Image Compétitivité prix et hors-prix : décomposition de la variation des exportations réelles de biens et services, en cumulé depuis 2000, en France Description Le graphique propose une observation de la compétitivité prix et hors-prix : décomposition de la variation des exportations réelles de biens et services, en cumulé depuis 2000, en France, avec 4 critères : - demande adressée et conjoncture - compétitivité prix - compétitivité hors-prix - Exportations en volume Source : Projet WIOD (tableaux internationaux des entrées et sorties et Socio Economic Accounts), calculs Banque de France Chiffres clés : -1,9% et +2,2% : les contributions respectives des facteurs prix et hors-prix aux exportations de la France entre 2000 et 2014 +35% : la contribution de la demande adressée à l'évolution des exportations françaises sur cette période +16% la contribution des secteurs étrangers à la hausse des coûts du travail en France et +5% pour les secteurs domestiques

Un des aspects de la compétitivité des pays réside dans leur capacité à acquérir, ou au moins maintenir, des parts de marchés à l’étranger. Pour cela, les facteurs liés au prix, et donc principalement aux coûts de production, sont importants. Cependant des aspects qualitatifs entrent également en ligne de compte, tels que la qualité des produits, l’innovation, la force des marques, et les politiques commerciales menées par les gouvernements (accords bilatéraux, etc.). Tous ces facteurs liés à la capacité à exporter indépendamment du prix sont appelés communément compétitivité « hors-prix », par opposition à la compétitivité "prix" qui désigne la capacité à exporter à des prix inférieurs à ceux des concurrents.
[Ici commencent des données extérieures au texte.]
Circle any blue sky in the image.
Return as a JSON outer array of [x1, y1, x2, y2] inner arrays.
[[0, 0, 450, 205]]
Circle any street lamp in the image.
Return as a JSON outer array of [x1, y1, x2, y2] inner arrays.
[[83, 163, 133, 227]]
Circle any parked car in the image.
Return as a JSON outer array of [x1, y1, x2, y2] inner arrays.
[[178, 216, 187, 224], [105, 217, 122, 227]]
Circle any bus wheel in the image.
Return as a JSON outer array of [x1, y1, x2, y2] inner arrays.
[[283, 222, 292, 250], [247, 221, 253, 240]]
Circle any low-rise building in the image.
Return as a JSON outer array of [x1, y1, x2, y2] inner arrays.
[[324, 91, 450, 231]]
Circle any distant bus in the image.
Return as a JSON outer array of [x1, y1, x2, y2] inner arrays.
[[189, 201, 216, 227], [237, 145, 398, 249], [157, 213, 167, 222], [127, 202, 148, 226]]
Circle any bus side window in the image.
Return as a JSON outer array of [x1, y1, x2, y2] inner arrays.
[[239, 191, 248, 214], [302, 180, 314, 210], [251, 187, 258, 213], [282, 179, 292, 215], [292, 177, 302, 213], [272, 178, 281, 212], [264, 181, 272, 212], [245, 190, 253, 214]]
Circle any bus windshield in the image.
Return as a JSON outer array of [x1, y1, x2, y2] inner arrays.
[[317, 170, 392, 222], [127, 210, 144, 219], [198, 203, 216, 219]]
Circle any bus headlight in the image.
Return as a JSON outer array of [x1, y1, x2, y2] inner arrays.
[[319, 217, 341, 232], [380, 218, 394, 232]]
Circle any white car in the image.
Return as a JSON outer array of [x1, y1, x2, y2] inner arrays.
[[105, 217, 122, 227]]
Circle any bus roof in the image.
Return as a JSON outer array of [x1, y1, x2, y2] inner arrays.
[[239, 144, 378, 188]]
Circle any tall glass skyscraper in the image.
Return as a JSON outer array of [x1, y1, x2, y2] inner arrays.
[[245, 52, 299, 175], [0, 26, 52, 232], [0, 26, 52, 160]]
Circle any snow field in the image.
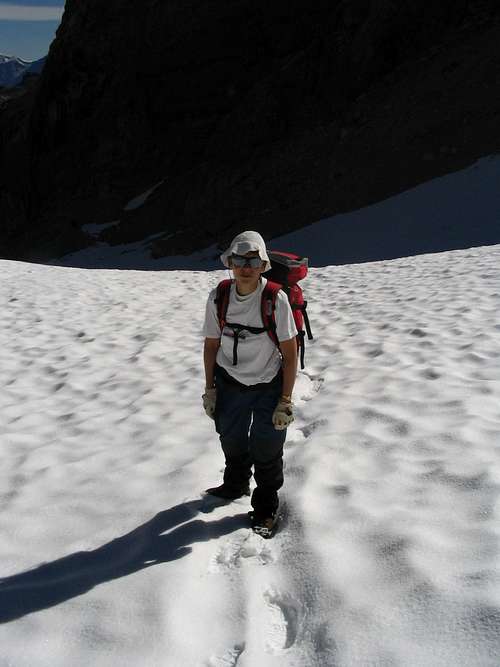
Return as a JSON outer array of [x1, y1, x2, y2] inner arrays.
[[0, 246, 500, 667]]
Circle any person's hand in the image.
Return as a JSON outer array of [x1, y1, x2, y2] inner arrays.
[[202, 387, 217, 419], [273, 396, 293, 431]]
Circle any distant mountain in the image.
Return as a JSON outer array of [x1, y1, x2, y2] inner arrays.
[[0, 54, 46, 88]]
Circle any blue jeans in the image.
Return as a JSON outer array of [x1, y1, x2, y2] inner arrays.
[[215, 372, 286, 516]]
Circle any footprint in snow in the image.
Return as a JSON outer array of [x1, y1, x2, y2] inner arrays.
[[264, 589, 299, 653], [208, 531, 275, 573], [207, 643, 245, 667]]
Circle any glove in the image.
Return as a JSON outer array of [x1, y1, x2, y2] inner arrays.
[[202, 387, 217, 419], [273, 398, 293, 431]]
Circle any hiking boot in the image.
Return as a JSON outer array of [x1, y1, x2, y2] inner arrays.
[[205, 484, 250, 500]]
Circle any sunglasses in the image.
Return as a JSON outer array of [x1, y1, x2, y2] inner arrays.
[[231, 255, 262, 269]]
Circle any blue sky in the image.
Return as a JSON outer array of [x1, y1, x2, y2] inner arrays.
[[0, 0, 64, 60]]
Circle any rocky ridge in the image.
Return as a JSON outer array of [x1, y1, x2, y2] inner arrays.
[[0, 0, 500, 261]]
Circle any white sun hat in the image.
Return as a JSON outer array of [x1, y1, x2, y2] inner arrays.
[[220, 232, 271, 271]]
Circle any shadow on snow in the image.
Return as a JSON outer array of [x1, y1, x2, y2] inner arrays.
[[0, 500, 247, 623]]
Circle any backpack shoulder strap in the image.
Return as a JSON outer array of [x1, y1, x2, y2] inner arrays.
[[261, 280, 281, 347], [215, 278, 233, 332]]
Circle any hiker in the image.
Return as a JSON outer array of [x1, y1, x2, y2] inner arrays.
[[203, 231, 297, 536]]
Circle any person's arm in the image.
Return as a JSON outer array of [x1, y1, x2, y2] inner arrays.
[[203, 338, 220, 389], [280, 338, 297, 400]]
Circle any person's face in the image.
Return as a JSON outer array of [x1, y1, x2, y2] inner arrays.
[[229, 250, 266, 286]]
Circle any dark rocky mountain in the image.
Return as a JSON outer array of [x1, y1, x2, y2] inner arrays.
[[0, 0, 500, 261]]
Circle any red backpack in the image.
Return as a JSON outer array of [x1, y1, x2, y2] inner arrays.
[[215, 251, 313, 368]]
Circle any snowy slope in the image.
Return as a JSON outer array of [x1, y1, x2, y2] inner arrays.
[[0, 241, 500, 667], [0, 54, 46, 88], [0, 54, 30, 86]]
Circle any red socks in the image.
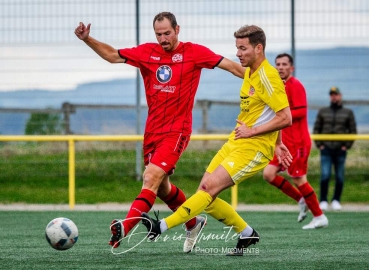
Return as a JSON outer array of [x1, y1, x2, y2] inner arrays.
[[270, 175, 303, 202], [123, 189, 156, 236], [297, 182, 323, 217], [159, 183, 196, 230]]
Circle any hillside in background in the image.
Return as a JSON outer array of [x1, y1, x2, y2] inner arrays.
[[0, 48, 369, 134]]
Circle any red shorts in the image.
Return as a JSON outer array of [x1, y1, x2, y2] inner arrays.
[[269, 146, 311, 177], [143, 133, 191, 175]]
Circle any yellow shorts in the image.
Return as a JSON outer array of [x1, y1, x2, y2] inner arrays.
[[206, 141, 270, 184]]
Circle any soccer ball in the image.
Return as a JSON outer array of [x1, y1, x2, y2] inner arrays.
[[45, 217, 78, 250]]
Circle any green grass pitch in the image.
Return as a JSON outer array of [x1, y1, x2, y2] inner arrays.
[[0, 211, 369, 270]]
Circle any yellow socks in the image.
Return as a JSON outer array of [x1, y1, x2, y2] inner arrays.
[[164, 190, 211, 229], [205, 198, 247, 233]]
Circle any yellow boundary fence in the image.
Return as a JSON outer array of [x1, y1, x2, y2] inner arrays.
[[0, 134, 369, 209]]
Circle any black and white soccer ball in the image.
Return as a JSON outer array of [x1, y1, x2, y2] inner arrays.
[[45, 217, 78, 250]]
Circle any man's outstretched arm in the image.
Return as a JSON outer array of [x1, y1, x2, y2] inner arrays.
[[74, 22, 126, 63]]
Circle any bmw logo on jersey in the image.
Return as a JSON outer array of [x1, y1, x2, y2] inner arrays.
[[156, 66, 172, 83]]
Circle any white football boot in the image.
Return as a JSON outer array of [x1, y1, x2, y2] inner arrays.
[[302, 214, 328, 230], [183, 216, 206, 253], [297, 198, 309, 222]]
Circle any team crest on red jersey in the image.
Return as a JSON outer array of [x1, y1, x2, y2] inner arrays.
[[156, 66, 172, 83], [172, 53, 183, 63]]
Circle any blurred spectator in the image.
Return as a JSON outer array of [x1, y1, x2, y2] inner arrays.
[[313, 87, 357, 210]]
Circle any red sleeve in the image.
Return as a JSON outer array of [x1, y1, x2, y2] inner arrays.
[[286, 77, 307, 108], [118, 45, 143, 67], [192, 44, 223, 69]]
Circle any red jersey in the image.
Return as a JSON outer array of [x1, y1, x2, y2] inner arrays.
[[282, 77, 311, 149], [118, 42, 223, 134]]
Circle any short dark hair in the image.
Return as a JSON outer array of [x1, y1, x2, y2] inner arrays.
[[234, 25, 266, 51], [152, 11, 178, 29], [275, 53, 293, 66]]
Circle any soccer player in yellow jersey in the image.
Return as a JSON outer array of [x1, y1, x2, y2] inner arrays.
[[142, 25, 292, 255]]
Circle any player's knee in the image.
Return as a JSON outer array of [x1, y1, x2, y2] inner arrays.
[[199, 179, 224, 198], [263, 170, 275, 183], [143, 170, 163, 193]]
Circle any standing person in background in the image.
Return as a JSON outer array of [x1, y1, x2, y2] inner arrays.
[[314, 87, 357, 210], [263, 53, 328, 229], [75, 12, 245, 252]]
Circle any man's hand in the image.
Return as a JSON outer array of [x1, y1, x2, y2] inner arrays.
[[74, 22, 91, 40], [274, 143, 292, 169], [234, 119, 253, 140]]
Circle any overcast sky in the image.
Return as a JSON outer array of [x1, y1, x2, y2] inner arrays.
[[0, 0, 369, 91]]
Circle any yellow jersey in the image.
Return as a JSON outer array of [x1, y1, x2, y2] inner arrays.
[[229, 59, 289, 160]]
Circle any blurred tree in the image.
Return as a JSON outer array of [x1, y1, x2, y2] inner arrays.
[[25, 113, 64, 135]]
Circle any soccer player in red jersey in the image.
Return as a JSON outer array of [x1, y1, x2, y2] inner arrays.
[[75, 12, 245, 252], [263, 53, 328, 229]]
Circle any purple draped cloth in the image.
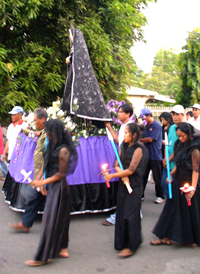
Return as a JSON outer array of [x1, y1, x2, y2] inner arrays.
[[9, 133, 118, 185]]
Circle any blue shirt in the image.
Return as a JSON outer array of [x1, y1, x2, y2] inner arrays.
[[144, 120, 162, 161], [168, 124, 178, 170]]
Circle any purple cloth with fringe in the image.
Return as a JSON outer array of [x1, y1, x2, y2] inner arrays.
[[9, 133, 118, 185]]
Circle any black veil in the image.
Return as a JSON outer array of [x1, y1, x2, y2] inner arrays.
[[62, 29, 112, 126]]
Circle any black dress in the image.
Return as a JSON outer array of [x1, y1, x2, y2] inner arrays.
[[34, 145, 70, 262], [115, 142, 149, 251], [153, 138, 200, 246]]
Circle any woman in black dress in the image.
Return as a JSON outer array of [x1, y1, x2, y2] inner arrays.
[[104, 123, 148, 258], [159, 112, 174, 158], [151, 122, 200, 246], [25, 120, 78, 266]]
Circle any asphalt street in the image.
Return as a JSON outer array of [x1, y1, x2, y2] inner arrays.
[[0, 176, 200, 274]]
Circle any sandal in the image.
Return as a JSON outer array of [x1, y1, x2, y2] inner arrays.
[[58, 248, 69, 258], [184, 244, 197, 247], [24, 260, 50, 266], [117, 248, 134, 258], [102, 220, 114, 226], [150, 238, 171, 245]]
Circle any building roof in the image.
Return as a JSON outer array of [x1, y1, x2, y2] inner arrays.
[[126, 87, 176, 103]]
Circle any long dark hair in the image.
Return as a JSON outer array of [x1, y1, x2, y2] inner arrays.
[[127, 123, 140, 142], [159, 112, 174, 126], [176, 122, 194, 140], [44, 119, 78, 174]]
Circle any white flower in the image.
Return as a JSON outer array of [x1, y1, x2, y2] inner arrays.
[[47, 107, 54, 115], [71, 123, 76, 130], [57, 109, 65, 117], [64, 116, 71, 123]]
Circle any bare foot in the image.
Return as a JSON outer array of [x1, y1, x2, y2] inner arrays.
[[151, 238, 171, 245], [9, 221, 29, 232], [59, 248, 69, 258], [184, 244, 197, 247]]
L’objectif de cet article est d’identifier les parts respectives de ces deux facteurs de la compétitivité dans l’évolution des exportations d’un ensemble de pays. Pour ce faire, la méthodologie retenue ici consiste à identifier la compétitivité hors-prix à partir du facteur prix. L’originalité réside dans la méthode de calcul du facteur prix qui tient compte non seulement des secteurs exportateurs, mais aussi de l’ensemble des secteurs contribuant indirectement aux exportations, qu’ils soient résidents ou non.
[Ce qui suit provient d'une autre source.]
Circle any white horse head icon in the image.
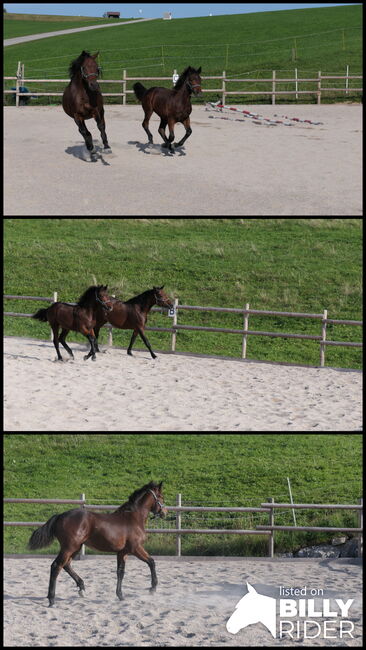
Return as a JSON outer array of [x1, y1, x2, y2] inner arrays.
[[226, 582, 276, 638]]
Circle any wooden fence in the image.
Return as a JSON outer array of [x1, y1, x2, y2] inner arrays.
[[4, 292, 363, 368], [3, 61, 363, 106], [3, 493, 363, 558]]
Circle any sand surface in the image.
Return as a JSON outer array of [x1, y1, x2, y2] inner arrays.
[[4, 337, 362, 432], [4, 104, 362, 217], [4, 556, 362, 647]]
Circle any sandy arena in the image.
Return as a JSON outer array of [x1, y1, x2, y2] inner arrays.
[[4, 104, 362, 216], [4, 337, 362, 432], [4, 556, 362, 647]]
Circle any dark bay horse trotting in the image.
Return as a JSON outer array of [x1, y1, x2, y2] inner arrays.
[[94, 285, 173, 359], [28, 481, 167, 607], [62, 50, 112, 162], [133, 66, 202, 153], [32, 284, 113, 361]]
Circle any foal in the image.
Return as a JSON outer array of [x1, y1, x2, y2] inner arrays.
[[28, 481, 167, 607]]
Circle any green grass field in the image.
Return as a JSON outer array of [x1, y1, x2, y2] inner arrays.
[[4, 218, 362, 368], [4, 434, 362, 556], [4, 5, 362, 104]]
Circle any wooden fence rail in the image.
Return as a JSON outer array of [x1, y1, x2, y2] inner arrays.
[[3, 493, 363, 557], [4, 292, 363, 368], [3, 67, 363, 106]]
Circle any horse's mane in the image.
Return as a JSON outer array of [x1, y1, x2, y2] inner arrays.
[[117, 481, 159, 512], [69, 50, 91, 79], [77, 284, 104, 307], [174, 65, 198, 90]]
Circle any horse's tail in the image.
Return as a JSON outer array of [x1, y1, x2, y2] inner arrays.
[[28, 512, 60, 551], [32, 308, 49, 323], [133, 81, 147, 101]]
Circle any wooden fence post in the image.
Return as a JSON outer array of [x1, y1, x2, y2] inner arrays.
[[241, 302, 249, 359], [320, 309, 328, 368], [122, 70, 127, 104], [358, 498, 363, 557], [171, 298, 178, 352], [175, 493, 182, 557], [268, 497, 274, 557], [317, 70, 322, 104]]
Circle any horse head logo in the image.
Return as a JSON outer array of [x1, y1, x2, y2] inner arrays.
[[226, 582, 276, 638]]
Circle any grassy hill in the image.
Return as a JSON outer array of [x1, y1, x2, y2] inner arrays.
[[4, 218, 362, 368], [4, 5, 362, 103], [4, 434, 362, 555]]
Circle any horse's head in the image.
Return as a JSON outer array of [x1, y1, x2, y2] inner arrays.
[[186, 66, 202, 95], [154, 285, 173, 309], [95, 284, 113, 311], [148, 481, 168, 517], [80, 50, 101, 91]]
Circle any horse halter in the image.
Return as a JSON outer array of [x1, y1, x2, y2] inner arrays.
[[80, 65, 100, 80], [95, 291, 113, 311], [154, 291, 171, 309], [186, 81, 201, 91], [148, 488, 164, 517]]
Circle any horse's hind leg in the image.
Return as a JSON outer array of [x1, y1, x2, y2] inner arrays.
[[47, 551, 71, 607], [133, 546, 158, 592], [83, 330, 97, 361], [158, 118, 169, 147], [116, 551, 127, 600], [64, 547, 85, 596], [74, 117, 97, 162], [142, 108, 153, 144], [52, 323, 63, 361], [175, 117, 192, 147], [59, 329, 74, 359]]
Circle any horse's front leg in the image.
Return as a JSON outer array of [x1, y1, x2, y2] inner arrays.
[[138, 328, 156, 359], [95, 110, 112, 153], [74, 117, 97, 162], [116, 551, 127, 600], [127, 330, 138, 357], [159, 120, 175, 153], [82, 330, 97, 361], [175, 117, 192, 147]]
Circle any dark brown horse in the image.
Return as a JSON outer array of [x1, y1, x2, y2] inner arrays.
[[62, 50, 112, 162], [94, 285, 173, 359], [133, 66, 202, 153], [32, 284, 113, 361], [28, 481, 167, 607]]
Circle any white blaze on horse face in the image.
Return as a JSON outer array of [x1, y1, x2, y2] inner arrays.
[[226, 582, 276, 638]]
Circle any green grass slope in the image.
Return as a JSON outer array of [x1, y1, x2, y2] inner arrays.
[[4, 5, 362, 103], [4, 219, 362, 368], [4, 434, 362, 555]]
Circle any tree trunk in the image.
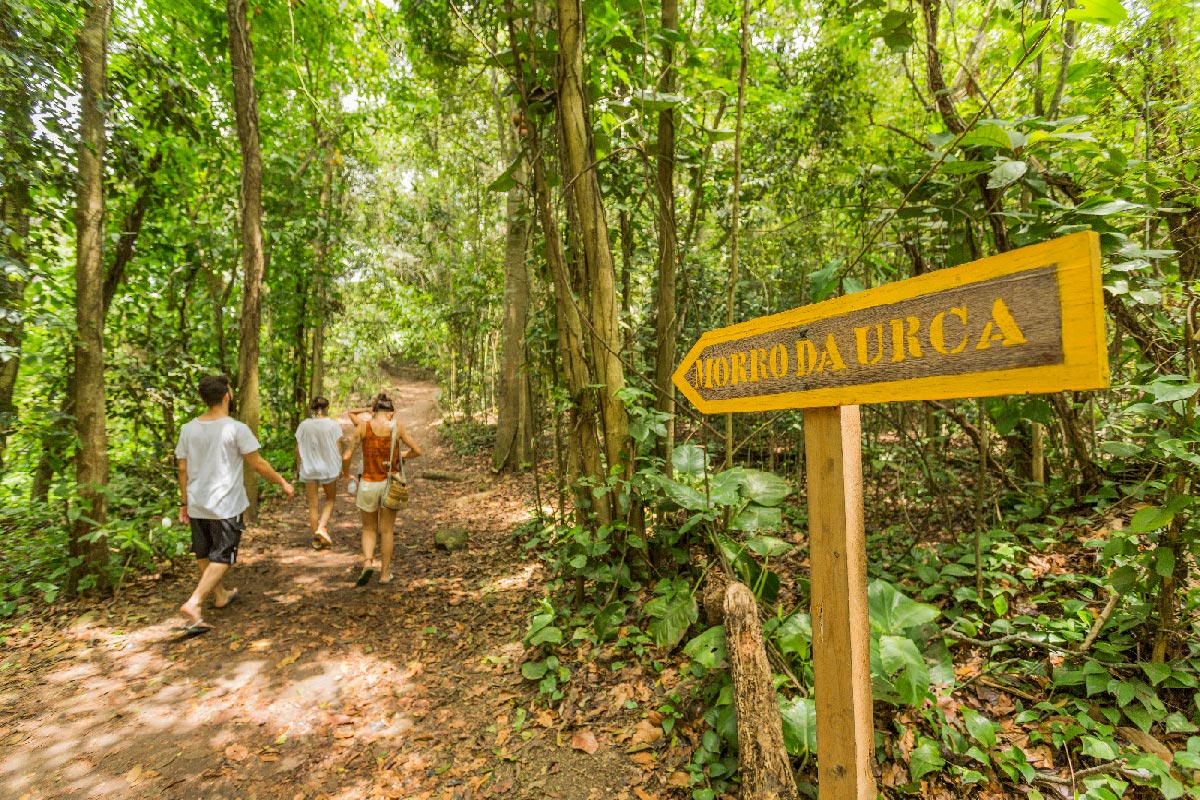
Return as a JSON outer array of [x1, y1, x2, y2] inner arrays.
[[654, 0, 679, 474], [68, 0, 112, 591], [725, 583, 799, 800], [308, 145, 334, 402], [725, 0, 750, 469], [505, 0, 612, 524], [226, 0, 263, 522], [556, 0, 631, 494], [0, 14, 34, 476], [492, 137, 533, 471]]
Cette approche semble plus adaptée dans un contexte de fragmentation internationale croissante de la production au sein de chaînes de valeur mondiales (CVM). Il en résulte, depuis les années 1990, une augmentation de la part des biens et services intermédiaires (intrants) importés dans la production des exportations. L’Iphone, par exemple, est ainsi conçu en Californie, intègre divers composants produits mondialement, qui sont ensuite assemblés en Chine. Le coût de production final dépend par conséquent de l’évolution des coûts dans l’ensemble des pays ayant pris part à la chaîne de production et ne se limite donc pas à celui de l’industrie chinoise, qui exporte le produit fini.

Les évolutions survenues en France depuis les années 1990 illustrent bien ce phénomène : le contenu importé dans ses exportations est passé de 20 % à 30 % entre 1995 et 2011, tandis que la valeur ajoutée indirecte issue des secteurs de services résidents représente 54 % de la chaîne de valeur manufacturière du pays en 2011, contre 45 % en 1995 (Cezar et al., 2017).